The cricketer-turned-politician also said that he fears a “Sri Lanka-type situation” and assured that he would make “policies like never before” after coming to power.
Imran also said he would back a continued role for the International Monetary Fund (IMF) to revive Pakistan’s economy and avert a growing risk of a debt default.
‘Win a majority’
In an interview to Bloomberg, the ousted Pakistan PM said that he expects to win a majority when elections are held this year sometime in the month of August.
After losing a no-confidence vote in his leadership and ousted from power, Imran has taken to streets, protesting against his successor Shehbaz Sharif’s government to call an early election in the country.
Recently, he pushed for snap polls after which his allies dissolved two of the country’s four provincial assemblies that has triggered polling in those provinces. As per the practice, election in these provinces are held in parallel with a nationwide vote.
Imran Khan’s ‘radical’ plan to shore up Pakistan’s economy
In the interview, Imran also said that he has been preparing a “radical” plan to boost Pakistan’s economy that he foresees to get worse by the time the elections take place.
“If we get into power, we won’t have much time,” the former Pakistan prime minister said.
When asked if his “radical” plan include sticking with the IMF, Imran said: “We have no choice now.”
Reportedly, IMF has refused to visit the cash-strapped South Asian nation and instead placed new conditions to extend further help.
The international body has asked Pakistan to levy new taxes and pass a mini budget for 200 million. These steps could possibly raise country’s inflation rate and put more burden on its people.
For the unversed, inflation in Pakistan is currently at 25 percentage points.
IMF has said it will visit Pakistan for the ninth review after the conditions are met.

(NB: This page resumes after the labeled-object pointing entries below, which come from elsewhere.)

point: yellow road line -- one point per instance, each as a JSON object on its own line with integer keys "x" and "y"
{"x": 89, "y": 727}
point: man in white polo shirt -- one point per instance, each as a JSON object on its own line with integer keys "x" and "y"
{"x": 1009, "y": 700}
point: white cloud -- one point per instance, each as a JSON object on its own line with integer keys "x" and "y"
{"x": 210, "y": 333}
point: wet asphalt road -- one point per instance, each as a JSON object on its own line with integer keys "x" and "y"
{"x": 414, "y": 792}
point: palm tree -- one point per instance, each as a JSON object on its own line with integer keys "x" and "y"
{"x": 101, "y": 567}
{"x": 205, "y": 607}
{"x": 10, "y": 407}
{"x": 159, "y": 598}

With IMF loan payments held up, Pakistan, in the recent months, has slipped dangerously close to a debt default. Since October, the country’s foreign-exchange reserves have decreased by half making it difficult for the country to pay for month’s imports.

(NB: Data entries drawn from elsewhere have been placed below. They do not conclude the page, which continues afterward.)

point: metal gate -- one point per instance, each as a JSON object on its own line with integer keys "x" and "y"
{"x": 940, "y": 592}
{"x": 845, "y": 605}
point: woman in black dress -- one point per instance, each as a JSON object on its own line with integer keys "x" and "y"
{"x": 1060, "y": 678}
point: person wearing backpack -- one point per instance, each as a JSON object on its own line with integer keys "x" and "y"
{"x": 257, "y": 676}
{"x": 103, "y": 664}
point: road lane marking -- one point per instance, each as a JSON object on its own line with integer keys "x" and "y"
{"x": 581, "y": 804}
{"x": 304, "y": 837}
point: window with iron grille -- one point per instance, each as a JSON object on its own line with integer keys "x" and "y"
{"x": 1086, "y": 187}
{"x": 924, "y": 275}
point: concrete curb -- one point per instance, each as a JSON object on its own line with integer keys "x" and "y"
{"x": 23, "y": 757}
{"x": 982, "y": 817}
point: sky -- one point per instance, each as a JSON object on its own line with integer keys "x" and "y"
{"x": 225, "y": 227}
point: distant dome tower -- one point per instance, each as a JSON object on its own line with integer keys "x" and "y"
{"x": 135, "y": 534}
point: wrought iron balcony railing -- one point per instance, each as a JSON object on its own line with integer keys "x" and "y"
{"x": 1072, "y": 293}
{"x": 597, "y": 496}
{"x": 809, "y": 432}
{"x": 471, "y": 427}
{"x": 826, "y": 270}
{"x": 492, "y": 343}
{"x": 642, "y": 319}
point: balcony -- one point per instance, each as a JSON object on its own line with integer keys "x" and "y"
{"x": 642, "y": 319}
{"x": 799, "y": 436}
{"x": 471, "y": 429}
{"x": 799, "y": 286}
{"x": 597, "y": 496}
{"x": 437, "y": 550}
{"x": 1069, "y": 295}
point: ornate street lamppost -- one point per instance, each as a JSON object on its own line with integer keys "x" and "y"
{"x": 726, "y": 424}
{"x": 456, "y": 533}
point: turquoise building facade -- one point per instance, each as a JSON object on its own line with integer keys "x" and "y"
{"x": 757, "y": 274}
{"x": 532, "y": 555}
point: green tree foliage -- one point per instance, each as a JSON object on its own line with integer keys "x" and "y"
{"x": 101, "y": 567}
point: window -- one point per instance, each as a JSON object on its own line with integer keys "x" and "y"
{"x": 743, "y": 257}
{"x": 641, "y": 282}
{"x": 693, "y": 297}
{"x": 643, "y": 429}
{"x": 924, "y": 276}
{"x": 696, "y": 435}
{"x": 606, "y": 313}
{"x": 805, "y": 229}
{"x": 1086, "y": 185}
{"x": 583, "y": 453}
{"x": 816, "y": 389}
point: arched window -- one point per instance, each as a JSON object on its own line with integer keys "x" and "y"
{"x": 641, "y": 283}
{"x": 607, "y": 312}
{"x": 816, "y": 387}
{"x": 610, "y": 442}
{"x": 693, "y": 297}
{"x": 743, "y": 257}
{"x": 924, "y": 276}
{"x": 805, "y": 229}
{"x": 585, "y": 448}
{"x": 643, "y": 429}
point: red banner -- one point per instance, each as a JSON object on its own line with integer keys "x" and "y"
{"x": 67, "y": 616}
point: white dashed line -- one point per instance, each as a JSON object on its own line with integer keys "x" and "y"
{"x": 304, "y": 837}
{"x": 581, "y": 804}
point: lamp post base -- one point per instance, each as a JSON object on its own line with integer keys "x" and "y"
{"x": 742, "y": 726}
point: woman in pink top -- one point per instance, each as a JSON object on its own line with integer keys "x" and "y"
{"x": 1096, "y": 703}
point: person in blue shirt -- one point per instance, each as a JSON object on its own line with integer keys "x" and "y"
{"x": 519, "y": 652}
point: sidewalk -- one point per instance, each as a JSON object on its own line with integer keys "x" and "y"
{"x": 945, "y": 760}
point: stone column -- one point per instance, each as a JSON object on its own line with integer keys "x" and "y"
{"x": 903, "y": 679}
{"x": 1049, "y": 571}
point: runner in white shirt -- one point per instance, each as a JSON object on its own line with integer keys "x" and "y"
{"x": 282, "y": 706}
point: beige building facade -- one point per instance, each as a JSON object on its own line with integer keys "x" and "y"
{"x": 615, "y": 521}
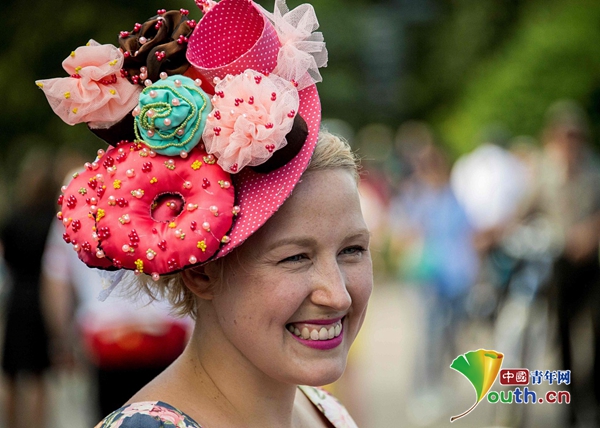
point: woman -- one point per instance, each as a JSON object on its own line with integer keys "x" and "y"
{"x": 308, "y": 268}
{"x": 191, "y": 199}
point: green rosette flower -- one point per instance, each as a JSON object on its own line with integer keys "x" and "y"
{"x": 171, "y": 115}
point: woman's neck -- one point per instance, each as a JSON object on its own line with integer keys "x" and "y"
{"x": 237, "y": 393}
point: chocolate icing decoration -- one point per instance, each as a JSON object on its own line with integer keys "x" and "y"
{"x": 295, "y": 140}
{"x": 164, "y": 39}
{"x": 122, "y": 130}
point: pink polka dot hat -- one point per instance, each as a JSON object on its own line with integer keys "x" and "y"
{"x": 210, "y": 126}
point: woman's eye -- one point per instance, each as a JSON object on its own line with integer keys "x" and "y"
{"x": 354, "y": 250}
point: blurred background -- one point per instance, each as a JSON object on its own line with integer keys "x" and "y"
{"x": 478, "y": 125}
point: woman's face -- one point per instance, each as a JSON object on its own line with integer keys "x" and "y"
{"x": 295, "y": 303}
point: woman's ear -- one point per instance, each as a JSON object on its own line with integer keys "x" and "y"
{"x": 198, "y": 282}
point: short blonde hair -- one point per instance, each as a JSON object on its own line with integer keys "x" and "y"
{"x": 331, "y": 152}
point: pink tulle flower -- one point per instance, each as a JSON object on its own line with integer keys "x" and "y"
{"x": 95, "y": 92}
{"x": 252, "y": 114}
{"x": 302, "y": 50}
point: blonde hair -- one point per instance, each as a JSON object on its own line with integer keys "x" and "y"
{"x": 331, "y": 152}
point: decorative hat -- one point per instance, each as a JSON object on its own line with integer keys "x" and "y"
{"x": 211, "y": 126}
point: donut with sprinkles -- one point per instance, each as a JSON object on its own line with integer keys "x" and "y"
{"x": 159, "y": 214}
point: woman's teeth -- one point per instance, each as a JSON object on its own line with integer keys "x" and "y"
{"x": 317, "y": 333}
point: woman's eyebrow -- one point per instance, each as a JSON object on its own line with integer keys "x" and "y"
{"x": 302, "y": 241}
{"x": 299, "y": 241}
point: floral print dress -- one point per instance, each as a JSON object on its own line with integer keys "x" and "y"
{"x": 157, "y": 414}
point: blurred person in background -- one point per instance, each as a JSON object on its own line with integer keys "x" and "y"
{"x": 23, "y": 235}
{"x": 126, "y": 344}
{"x": 490, "y": 184}
{"x": 445, "y": 263}
{"x": 569, "y": 195}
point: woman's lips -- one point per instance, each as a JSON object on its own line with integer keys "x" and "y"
{"x": 318, "y": 334}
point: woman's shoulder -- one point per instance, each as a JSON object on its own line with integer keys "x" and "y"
{"x": 148, "y": 414}
{"x": 331, "y": 408}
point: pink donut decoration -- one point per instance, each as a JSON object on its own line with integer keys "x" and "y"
{"x": 159, "y": 213}
{"x": 79, "y": 205}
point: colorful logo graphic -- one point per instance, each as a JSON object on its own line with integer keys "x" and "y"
{"x": 481, "y": 368}
{"x": 514, "y": 377}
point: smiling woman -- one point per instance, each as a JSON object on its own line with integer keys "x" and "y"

Imran Khan fears of ‘Sri Lanka-type situation’
Expressing concerns over the economic situation in Pakistan, Imran said: “We fear a Sri Lanka-type situation.”
The former Pakistan PM further said that after being voted to power, he would make policies like never before in the country.
‘Afraid of powerful enemies’
Imran claimed that his life is in danger and blamed incumbent Pakistan Prime Minister Shehbaz Sharif and an intelligence officer for an attack on him the November last year where he sustained a leg injury after he was shot at a protest.
Both Sharif and intelligence officer have denied the claim.
“Right now I am afraid, I have powerful enemies,” said Imran, adding that the “entire political status quo is against me”.
Pakistan politics has been mainly dominated by dynasties and the powerful army, however, Imran was voted to power in 2018 as an outsider in the country.
Imran further said that he believes national elections may be rigged to keep him out of power. The 70-year-old Pakistani politician referred to his removal from office as “regime-change”.
He further alleged that the ruling coalition led by Shehbaz and some members of the country’s establishment are “scared” because “they were part of the regime-change. We know exactly who was responsible for it.”
Why IMF programme was stalled in Pakistan?
Imran took a slew of decisions for his country and government. One of his last major decision included lowering fuel prices that lead to a dispute resulting in stalling the IMF programme. The former PM said that his decision was based on getting discounted fuel from Russia.
Imran during the interview also said that he will pursue an independent foreign policy that doesn’t lean on any single country such as the US or China.
Last year, cash-strapped Pakistan revived a stalled USD 6 billion IMF programme which was initially agreed upon in 2019 but is finding it hard to meet the tough conditions of the Washington-based global lender.
The IMF board in August approved the seventh and eighth reviews of Pakistan’s bailout programme, allowing for a release of over USD 1.1 billion.